Simon Patterson

Personal information
- Full name: Simon George Patterson
- Date of birth: 4 September 1982
- Place of birth: Harrow, London, England
- Date of death: 9 September 2006 (aged 24)
- Place of death: Shepherd's Bush, London, England
- Position(s): Striker

Senior career*
- Years: Team / Apps / (Gls)
- 2001–2004: Watford / 0 / (0)
- 2002: → Slough Town (loan) / 2 / (0)
- 2003: → Wycombe Wanderers (loan) / 4 / (2)
- 2004–2005: Maidenhead United / 12 / (2)
- 2005: Hemel Hempstead Town / 3 / (0)
- 2005–2006: Wingate & Finchley / 30 / (11)

= Simon Patterson (footballer) =

English footballer

Simon George Patterson (4 September 1982 – 9 September 2006) was an English footballer. He was born in Harrow, London, and signed for Watford on leaving Nower Hill High School in 1999.

Patterson was a striker who scored nine goals in his first eight games for Watford's youth team in their FA Premier Academy League campaign. He received a professional contract in March 2001, six months after his 18th birthday.

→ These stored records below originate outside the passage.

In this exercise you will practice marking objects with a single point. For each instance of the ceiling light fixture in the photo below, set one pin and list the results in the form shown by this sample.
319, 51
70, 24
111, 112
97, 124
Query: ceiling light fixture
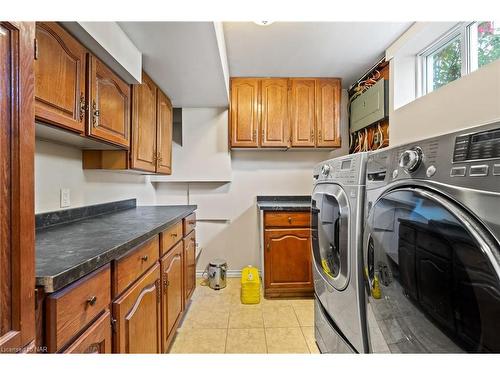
263, 23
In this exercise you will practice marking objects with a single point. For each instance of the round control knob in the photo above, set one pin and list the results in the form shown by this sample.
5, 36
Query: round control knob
410, 159
430, 171
325, 169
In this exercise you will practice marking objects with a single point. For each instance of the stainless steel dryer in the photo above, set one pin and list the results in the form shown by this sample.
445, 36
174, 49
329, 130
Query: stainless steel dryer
337, 216
431, 245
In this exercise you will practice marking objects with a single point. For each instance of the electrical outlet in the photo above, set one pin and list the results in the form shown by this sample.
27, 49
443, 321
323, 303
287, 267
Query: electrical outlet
65, 198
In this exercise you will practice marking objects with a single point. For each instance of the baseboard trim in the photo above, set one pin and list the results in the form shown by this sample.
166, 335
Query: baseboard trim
229, 273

On 15 October 2002, Patterson was loaned to non-league Slough Town for a period of one month before returning to Vicarage Road. Later that season he had a loan spell with Wycombe Wanderers, scoring twice in four Division Two fixtures. He remained at Watford until being given a free transfer on 12 May 2004. By this stage he was almost 22 years old but had never played a competitive game for the Hornets.

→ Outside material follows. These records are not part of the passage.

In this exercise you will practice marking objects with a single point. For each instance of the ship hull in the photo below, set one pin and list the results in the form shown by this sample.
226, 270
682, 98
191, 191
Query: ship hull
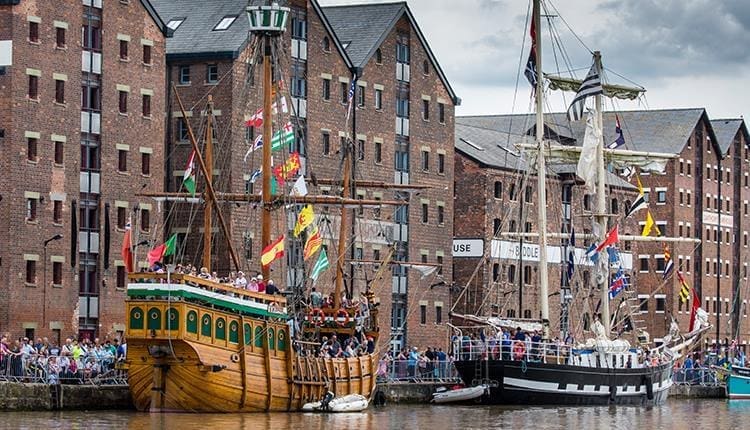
517, 382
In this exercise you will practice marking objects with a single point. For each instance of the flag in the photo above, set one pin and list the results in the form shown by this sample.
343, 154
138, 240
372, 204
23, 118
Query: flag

He later played for Maidenhead before joining Wingate & Finchley. It was while on the payroll of this club that he died in a car crash on 9 September 2006, less than a week after his 24th birthday. Patterson had been driving along the A40 in Shepherd's Bush when he lost control of his BMW 328i and the vehicle smashed into roadside barriers. He died instantly from multiple injuries. His two passengers were badly injured but survived.